What does a typical European look like?
Ask several Europeans what a typical European looks like and they will each show you a picture of someone who looks pretty much like themselves.
This has been shown in research in which Radboud University psychologists participated. A Spaniard is a European, of course. And a Frenchman as well. But if a German has to decide who is the "typical European" out of two photos, he will choose the one who looks most like himself. And a Portuguese person will do exactly the same, according to a study conducted by German psychologist Roland Imhoff and others.

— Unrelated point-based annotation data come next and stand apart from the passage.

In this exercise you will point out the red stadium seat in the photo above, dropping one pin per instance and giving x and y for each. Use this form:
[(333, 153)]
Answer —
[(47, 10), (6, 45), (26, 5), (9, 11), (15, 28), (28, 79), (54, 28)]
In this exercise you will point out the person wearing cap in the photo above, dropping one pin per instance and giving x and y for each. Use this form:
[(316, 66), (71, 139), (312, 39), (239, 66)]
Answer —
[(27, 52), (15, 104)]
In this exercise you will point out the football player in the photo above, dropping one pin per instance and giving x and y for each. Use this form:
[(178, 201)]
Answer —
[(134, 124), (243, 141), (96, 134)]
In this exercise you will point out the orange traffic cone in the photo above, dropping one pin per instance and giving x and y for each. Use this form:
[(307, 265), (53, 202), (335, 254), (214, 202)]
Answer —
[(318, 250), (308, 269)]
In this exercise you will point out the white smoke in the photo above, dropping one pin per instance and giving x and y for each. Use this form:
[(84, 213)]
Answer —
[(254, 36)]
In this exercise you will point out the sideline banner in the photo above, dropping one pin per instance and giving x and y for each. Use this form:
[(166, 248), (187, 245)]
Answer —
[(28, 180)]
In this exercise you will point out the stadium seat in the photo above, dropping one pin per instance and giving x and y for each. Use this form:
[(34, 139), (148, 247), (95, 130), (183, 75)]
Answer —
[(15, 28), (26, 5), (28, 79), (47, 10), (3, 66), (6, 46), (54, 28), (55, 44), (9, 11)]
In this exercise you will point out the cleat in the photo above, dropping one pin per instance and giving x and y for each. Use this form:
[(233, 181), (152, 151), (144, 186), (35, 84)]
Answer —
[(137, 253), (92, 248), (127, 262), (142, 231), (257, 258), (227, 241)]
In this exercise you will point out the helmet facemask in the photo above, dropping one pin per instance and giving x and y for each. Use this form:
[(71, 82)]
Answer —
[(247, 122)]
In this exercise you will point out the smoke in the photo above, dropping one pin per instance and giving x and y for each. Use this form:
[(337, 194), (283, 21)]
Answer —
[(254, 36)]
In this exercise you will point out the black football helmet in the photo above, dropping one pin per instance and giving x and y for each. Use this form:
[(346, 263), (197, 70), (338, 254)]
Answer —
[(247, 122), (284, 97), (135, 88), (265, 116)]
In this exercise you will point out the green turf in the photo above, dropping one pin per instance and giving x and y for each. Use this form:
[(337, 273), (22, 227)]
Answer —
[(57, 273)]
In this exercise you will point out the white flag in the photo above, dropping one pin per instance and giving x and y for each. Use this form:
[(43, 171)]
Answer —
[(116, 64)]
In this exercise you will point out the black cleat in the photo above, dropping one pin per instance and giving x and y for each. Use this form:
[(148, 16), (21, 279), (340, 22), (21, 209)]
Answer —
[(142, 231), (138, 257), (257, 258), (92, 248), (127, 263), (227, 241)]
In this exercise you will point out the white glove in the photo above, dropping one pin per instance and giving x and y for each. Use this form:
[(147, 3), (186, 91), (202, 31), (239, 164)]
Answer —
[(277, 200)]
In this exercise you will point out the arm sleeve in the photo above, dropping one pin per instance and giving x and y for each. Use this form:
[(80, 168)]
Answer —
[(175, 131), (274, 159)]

The research that Daniël Wigboldus, professor of Social Psychology at Radboud University, and Ron Dotsch (of Princeton University) worked on was recently published in the journal Psychological Science. Dotsch completed his PhD at Radboud University last January; his research was on visual stereotyping and social categorisation; Wigboldus was one of his PhD supervisors. In that research they worked with the same method that they have now further developed with researchers from Germany and Portugal.
This method involves starting with a basic picture of a face then changing random features: sometimes the eyes are darker, then a slightly more rounded jaw line, and so on. This results in hundreds of pictures that resemble each other, but differ slightly.
How German is this face?
Shown 770 pairs of photos, the German and Portuguese research subjects involved in this study had to choose from each pair the face they thought looked most European. On the basis of these choices, a picture of an average face was then created for each group, which demonstrated what each one thought a European looked like.
A second group of German and Portuguese subjects then had to decide how German or Portuguese they found these average faces to be. And the result: all subjects thought the "German European" looked more typically German (and less typically Portuguese) than the "Portuguese European."
Just like me
"European is a so-called "superordinate identity," said Daniël Wigboldus, "or rather a higher order identity, to which different subgroups belong. That you project in a figurative sense your own image onto this identity - in other words, that you consider "typical European" attributes to be those that look like you and those from your own subgroup - was already known from previous research. But that we literally project our own image onto the higher order identity, onto what it actually looks like, was shown for the first time with this study."